Герои рассказов – простые люди, которые нас окружают. Что их тревожит? Чем они озабочены? С первых страниц становится ясно, что это не герои, а, скорее, антигерои – во многом ограниченные, однобокие личности, далёкие от чеховского идеала. Сюжет центрального рассказа «Стезя» – это история о маленьком человеке. Забившись в квартиру-каморку, он, как рак-отшельник, с опаской взирает на окружающий мир. Подобно премудрому пескарю Щедрина или Обломову Гончарова, он совершенно оторван от реальности, но не лишён проницательности и пытливого дерзкого ума. Главный вопрос, на который он пытается ответить, что такое жизнь? Вращаясь в водовороте повседневности, мы не замечаем всех нелепостей и несуразностей. Мы бросаемся в крайности и совершенно теряем чувство реальности и равновесия. Прекрасное и безобразное, как в мозаике, кружится перед нашим взором, заслонив самое главное. Нравственные, моральные ценности уходят на последний план. Погоня за фальшивыми, сиюминутными целями полностью поглощает нас. Так и проходит жизнь.

После декламации

Странные люди поэты. Чудаки. Они хотят изменить мир. Обманчивая идея. Жизнь прозаична, и мечты поэта разбиваются об неё так же легко, как волны о скалы. Мир живёт по законам, неподвластным нам, простым смертным. Но поэты упрямы. Они снова и снова пытаются изменить его, сделать хоть чуточку интересней и добрей. Но это непосильная задача даже для них. Но я рассуждаю, как провинциал, обыватель, который пытается понять окружающее на свой убогий заскорузлый манер. Поэты живут в мире, сотканном из ярких красок, вызывающих и броских, красок, в которых пульсирует неуёмная страсть и вдохновение. Поэты – это большие дети, с огромным благородным сердцем в груди. Нам не понять их.

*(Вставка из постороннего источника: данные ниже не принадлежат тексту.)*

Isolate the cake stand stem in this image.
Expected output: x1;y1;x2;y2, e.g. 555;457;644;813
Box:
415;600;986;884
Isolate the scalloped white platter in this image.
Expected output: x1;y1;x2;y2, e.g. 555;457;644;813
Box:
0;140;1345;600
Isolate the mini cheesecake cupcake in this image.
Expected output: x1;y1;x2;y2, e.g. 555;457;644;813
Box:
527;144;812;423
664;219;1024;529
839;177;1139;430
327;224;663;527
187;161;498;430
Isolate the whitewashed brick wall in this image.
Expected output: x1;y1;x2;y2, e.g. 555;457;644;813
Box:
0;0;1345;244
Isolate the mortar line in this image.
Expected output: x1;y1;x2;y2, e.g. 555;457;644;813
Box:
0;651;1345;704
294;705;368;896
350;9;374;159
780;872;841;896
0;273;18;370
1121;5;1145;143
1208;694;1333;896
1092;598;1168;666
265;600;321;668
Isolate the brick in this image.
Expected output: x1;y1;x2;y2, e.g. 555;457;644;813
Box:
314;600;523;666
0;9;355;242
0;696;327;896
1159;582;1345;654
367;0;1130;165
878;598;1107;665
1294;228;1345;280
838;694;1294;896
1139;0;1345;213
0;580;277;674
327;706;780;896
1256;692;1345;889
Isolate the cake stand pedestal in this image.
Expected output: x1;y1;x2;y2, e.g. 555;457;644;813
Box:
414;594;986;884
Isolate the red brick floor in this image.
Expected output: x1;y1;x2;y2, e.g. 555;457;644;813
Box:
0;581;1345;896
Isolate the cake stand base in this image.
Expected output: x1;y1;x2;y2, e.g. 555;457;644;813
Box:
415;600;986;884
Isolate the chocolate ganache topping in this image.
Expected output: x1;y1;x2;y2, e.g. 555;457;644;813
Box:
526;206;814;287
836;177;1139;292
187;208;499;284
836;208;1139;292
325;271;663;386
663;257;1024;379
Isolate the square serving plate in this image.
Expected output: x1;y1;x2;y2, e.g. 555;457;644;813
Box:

Я видел его мельком, издалека. Он шёл походкой человека, способного перевернуть вселенную. Он верил, что может сказать людям что-то новое и важное. Такое, что заставит их посмотреть на себя по-другому, и увидеть вокруг себя прекрасное и неповторимое, залитое ярким солнцем и теплом. Он шёл, полный надежд, и верил, что мечта осуществима. Глядя на него, я на мгновение подумал, что это возможно. Что можно перевернуть этот затхлый замшелый мирок. Но я заблуждался. Заблуждался, как ребёнок, который пытается выдать желаемое за действительное.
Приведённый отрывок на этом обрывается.